Per lei, spesso in viaggio, non deve essere facile conciliare lavoro e famiglia…
«Infatti, occorrerebbe un manager apposta! Il segreto è saper pianificare. Per fortuna, in questa fase mia moglie Andreina e mia figlia Susanna possono seguirmi: la mia compagna ha lasciato il lavoro (si occupava di promozione dei beni culturali, ndr) e la bimba, che ha tre anni e mezzo, non va ancora a scuola».
Come ha conosciuto sua moglie?
«Grazie ad amici comuni. Ed è stato un colpo di fulmine: nel giro di sei mesi ci siamo sposati (nel 2007, ndr)».
Che cosa l’ha colpita in lei?
«Il suo sorriso e gli occhi. Ma a convincermi che fosse la donna per me il suo approccio verso la vita».
Dove vivete?
«Ci dividiamo tra Palermo e Milano, ma, quando Susanna dovrà andare a scuola, penso ci trasferiremo stabilmente nel capoluogo lombardo».
Che tipo di padre è?
«Un padre normale, che ama giocare, parlare e fare lunghe passeggiate con la propria figlia».
E, come uomo, c’è qualcosa che le manca?
«Un po’ di tempo libero: sogno di avere tre settimane di fila senza pensare al lavoro, sono anni che non ci riesco».
In questo momento della sua vita cosa conta di più?
«Famiglia, salute e lavoro, in questo preciso ordine».
Felicità, per Alberto Veronesi, significa...
«Essere appagati dall’amore.
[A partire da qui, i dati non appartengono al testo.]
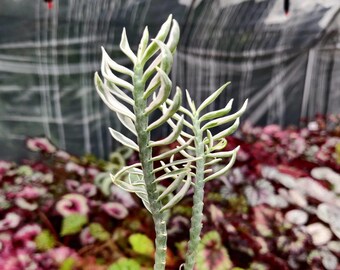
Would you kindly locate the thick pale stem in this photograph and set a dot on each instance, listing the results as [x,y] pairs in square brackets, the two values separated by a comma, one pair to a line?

Ma anche sentire che il messaggio musicale interpretato viene trasmesso nel modo giusto e immergersi nei valori spirituali dell’arte».
A proposito di spiritualità, lei è credente?
«Sono credente come poteva esserlo Beethoven. Più che una fede per un dio, nutro un forte impulso spirituale per la forza del progresso, per l’uomo che progetta e per l’idea di una società che progredisce».
La sua paura più grande?
«Che la crisi economica investa ogni attività e porti al blocco completo dell’Occidente».
È preoccupato per la situazione italiana?
«Sono sereno, ma sogno un’Italia più simile alla Germania e agli Stati Uniti, più unita, più sensibile alla cultura. Da noi invece ogni cosa è complicata: dai contributi per le grandi orchestre a quelli per i teatri stabili».
Come si immagina da anziano?
«Come sono oggi. Manterrò lo stesso entusiasmo nel portare avanti i miei lavori, senza curarmi dell’età. Per un direttore d’orchestra il tempo non esiste».
I suoi prossimi impegni?
«Il 15 ottobre chiuderò a Messina l’International Bellini and Romantic Opera Festival. Poi volerò a Rio de Janeiro per una serie di concerti sinfonici e all’inizio di novembre sarò alla Carnegie Hall di New York».